Friday, April 22, 2022

FRIDAY MUSIC: Béla Bartók, by JD

It is good to get away from the famous names to explore the lesser known names of classical music. Even better when they draw on traditional folk melodies of their homeland so here is a selection from the Hungarian Béla Bartók.

Béla Bartók was born in the Hungarian town of Nagyszentmiklós (now Sînnicolau Mare in Romania) on 25 March 1881, and received his first instruction in music from his mother, a very capable pianist; his father, the headmaster of a local school, was also musical.

Bartók’s earliest compositions offer a blend of late Romanticism and nationalist elements, formed under the influences of Wagner, Brahms, Liszt and Strauss, and resulting in works such as Kossuth, an expansive symphonic poem written when he was 23.

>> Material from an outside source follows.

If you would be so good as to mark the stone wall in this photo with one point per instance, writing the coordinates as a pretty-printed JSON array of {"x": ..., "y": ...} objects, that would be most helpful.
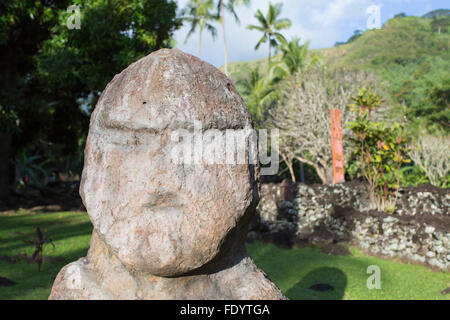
[{"x": 419, "y": 231}]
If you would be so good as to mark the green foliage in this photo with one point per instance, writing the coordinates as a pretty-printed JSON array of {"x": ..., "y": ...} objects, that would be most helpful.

Around 1905 his friend and fellow-composer Zoltán Kodály directed his attention to Hungarian folk music and, coupled with his discovery of the music of Debussy, Bartók’s musical language changed dramatically: it acquired greater focus and purpose. But as he absorbed more and more of the spirit of Hungarian folk songs and dances, his own music grew tighter, more concentrated, chromatic and dissonant – and although a sense of key is sometimes lost in individual passages, Bartók never espoused atonality as a compositional technique.

His interest in folk music was not merely passive: Bartók was an assiduous ethnomusicologist, his first systematic collecting trips in Hungary being undertaken with Kodály, and in 1906 they published a volume of the songs they had collected. Thereafter Bartók’s involvement grew deeper and his scope wider, encompassing a number of ethnic traditions both near at hand and further afield: Transylvanian, Romanian, North African and others. Bartók died from polycythemia (a form of leukemia) on 26 September 1945 in New York.